Qu’en pensent les citoyen·nes?
La mission de la première Assemblée citoyenne pour une politique alimentaire de la Suisse, qui a commencé ses activités à la mi-juin, est précisément d’examiner comment rendre notre système alimentaire plus durable⁴. Présélectionnées selon des critères représentatifs puis tirées au sort, les 85 personnes qui la composent formuleront des recommandations d’ici à la fin de l’année avant de les remettre aux décideurs et décideuses politiques de notre pays. C’est une occasion unique de donner de nouvelles impulsions à la politique alimentaire suisse et de faire entendre la voix des citoyen·nes sur l’un des problèmes les plus urgents de notre actualité.
Nous avons toutes et tous un rôle à jouer. Ce que nous mangeons et la manière dont nous produisons nos aliments ont plus d’impact sur notre planète et sur nos sociétés qu’aucune autre activité humaine. Un système alimentaire durable et viable est l’affaire de tous et toutes, car nous avons tous et toutes besoin de manger, jour après jour.
Biovision a co-organisé en juin la première Assemblée citoyenne nationale pour une politique alimentaire, qui se tient en ce moment. L’assemblée doit formuler des recommandations d’ici à la fin de l’année puis les remettra aux décideurs et décideuses politiques.

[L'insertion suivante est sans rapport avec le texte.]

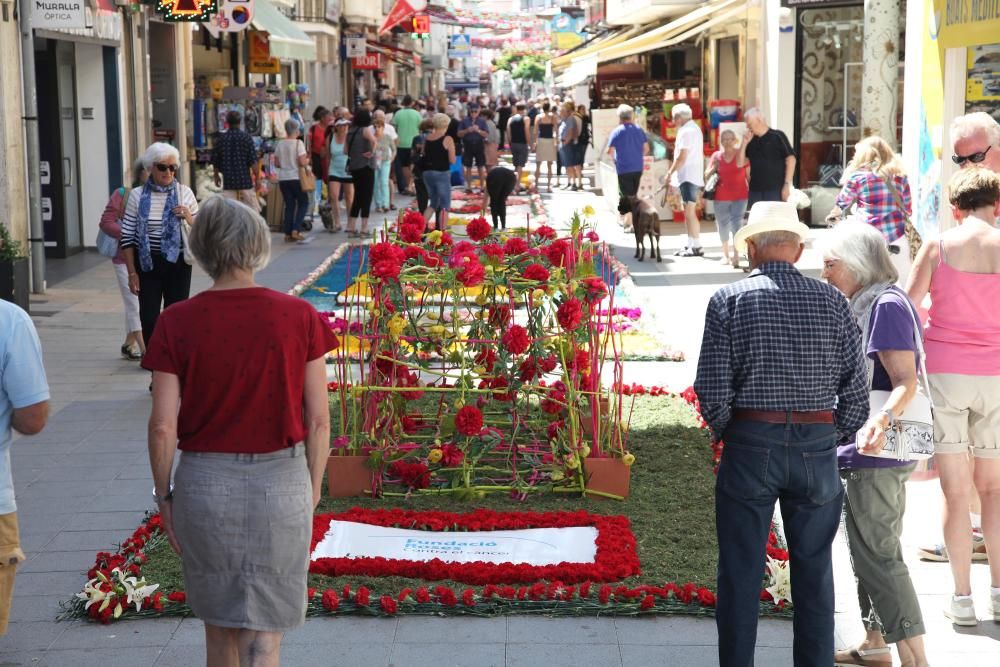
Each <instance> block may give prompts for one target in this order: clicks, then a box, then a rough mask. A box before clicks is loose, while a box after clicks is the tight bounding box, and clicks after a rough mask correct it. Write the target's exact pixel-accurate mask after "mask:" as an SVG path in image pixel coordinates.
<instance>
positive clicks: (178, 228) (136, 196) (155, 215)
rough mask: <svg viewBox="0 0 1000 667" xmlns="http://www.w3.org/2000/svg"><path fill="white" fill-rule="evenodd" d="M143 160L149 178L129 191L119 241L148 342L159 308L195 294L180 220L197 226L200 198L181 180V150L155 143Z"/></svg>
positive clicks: (142, 332) (143, 327)
mask: <svg viewBox="0 0 1000 667" xmlns="http://www.w3.org/2000/svg"><path fill="white" fill-rule="evenodd" d="M142 163H143V165H145V167H146V171H147V172H148V173H149V178H148V179H147V180H146V182H145V184H143V186H142V187H137V188H134V189H133V190H132V191H131V192H130V193H129V198H128V202H127V203H126V204H125V215H124V216H123V217H122V235H121V240H120V243H121V248H122V252H123V254H124V256H125V266H126V268H127V270H128V287H129V289H130V290H131V291H132V293H133V294H136V295H138V296H139V320H140V321H141V323H142V337H143V339H144V340H145V343H146V345H147V346H148V345H149V339H150V338H152V337H153V330H154V329H155V328H156V320H157V318H159V316H160V311H161V310H162V309H163V308H166V307H167V306H170V305H171V304H174V303H177V302H178V301H183V300H184V299H186V298H188V296H189V295H190V293H191V266H190V265H189V264H187V263H186V262H185V261H184V237H183V235H182V234H181V222H187V223H188V224H189V225H193V224H194V220H195V216H196V215H197V214H198V200H197V199H195V196H194V193H193V192H192V191H191V188H189V187H188V186H186V185H184V184H183V183H179V182H178V181H177V179H176V174H177V168H178V165H179V163H180V153H178V152H177V149H176V148H174V147H173V146H171V145H170V144H166V143H161V142H156V143H153V144H151V145H150V146H149V148H147V149H146V152H145V153H144V154H143V156H142Z"/></svg>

La résilience, facteur clé des systèmes alimentaires durables
Ne considérer la sécurité alimentaire qu’en termes de calories ne suffit pas à assurer le bon fonctionnement du système alimentaire à l’intérieur de nos frontières planétaires. Une approche prospective de la durabilité alimentaire doit aussi régénérer nos ressources naturelles, y compris au sein des systèmes de production. La durabilité d’un système alimentaire est étroitement liée à sa résilience, c’est-à-dire à son fonctionnement en situation de stress, à sa capacité à se réorganiser et à s’adapter au changement. Le Stockholm Resilience Centre considère que la résilience des systèmes socio-écologiques – comme les systèmes alimentaires – repose sur trois piliers:
1) Une capacité tampon à absorber le stress et les chocs
2) L’auto-organisation en termes sociaux mais aussi écologiques, par exemple des graines existantes dans le sol et les environs peuvent faire repartir la végétation après un choc
3) La capacité d’apprentissage et d’adaptation.

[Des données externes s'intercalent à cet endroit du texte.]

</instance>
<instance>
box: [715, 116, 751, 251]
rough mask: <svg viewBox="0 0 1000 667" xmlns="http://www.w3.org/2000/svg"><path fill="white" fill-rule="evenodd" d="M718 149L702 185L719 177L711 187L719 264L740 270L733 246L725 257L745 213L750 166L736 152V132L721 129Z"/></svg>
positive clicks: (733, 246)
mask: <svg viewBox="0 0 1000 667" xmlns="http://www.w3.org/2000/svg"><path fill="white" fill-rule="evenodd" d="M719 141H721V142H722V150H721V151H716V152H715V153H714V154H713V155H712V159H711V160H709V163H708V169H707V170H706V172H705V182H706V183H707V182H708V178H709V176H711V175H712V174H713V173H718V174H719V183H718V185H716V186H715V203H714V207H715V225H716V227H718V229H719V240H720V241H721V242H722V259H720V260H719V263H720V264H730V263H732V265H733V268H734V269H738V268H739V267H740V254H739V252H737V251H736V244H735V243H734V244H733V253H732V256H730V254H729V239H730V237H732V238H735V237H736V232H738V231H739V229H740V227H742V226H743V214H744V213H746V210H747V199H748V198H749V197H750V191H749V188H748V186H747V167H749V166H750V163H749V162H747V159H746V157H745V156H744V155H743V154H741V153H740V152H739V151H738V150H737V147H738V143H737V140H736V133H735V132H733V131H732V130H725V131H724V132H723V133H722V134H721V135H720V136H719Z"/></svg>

La clé de la résilience est la diversité, en raison de ses nombreuses fonctions et de sa redondance (si un composant échoue, un autre peut prendre le relais). Toutefois, même les systèmes alimentaires non durables peuvent être très résilients à court terme. Dans une approche en tenailles, les systèmes alimentaires plus durables et plus justes doivent renforcer leur résilience, tandis que la résilience des systèmes alimentaires moins durables et injustes doit être réduite.
Johanna Jacobi est professeure assistante pour les transitions agroécologiques à l’EPFZ. Elle a une formation en géographie, biologie et anthropologie sociale.
Références :
Centre de résilience de Stockholm, www.stockholmresilience.org/
«Operationalizing food system resilience: an indicator-based assessment in agroindustrial, smallholder farming, and agroecological contexts in Bolivia and Kenya».Jacobi, J., Mukhovi, S., Llanque, A., Augstburger, H., Käser, F., Pozo, C., … & Speranza, C. I. (2018). Land use policy, 79, 433-446.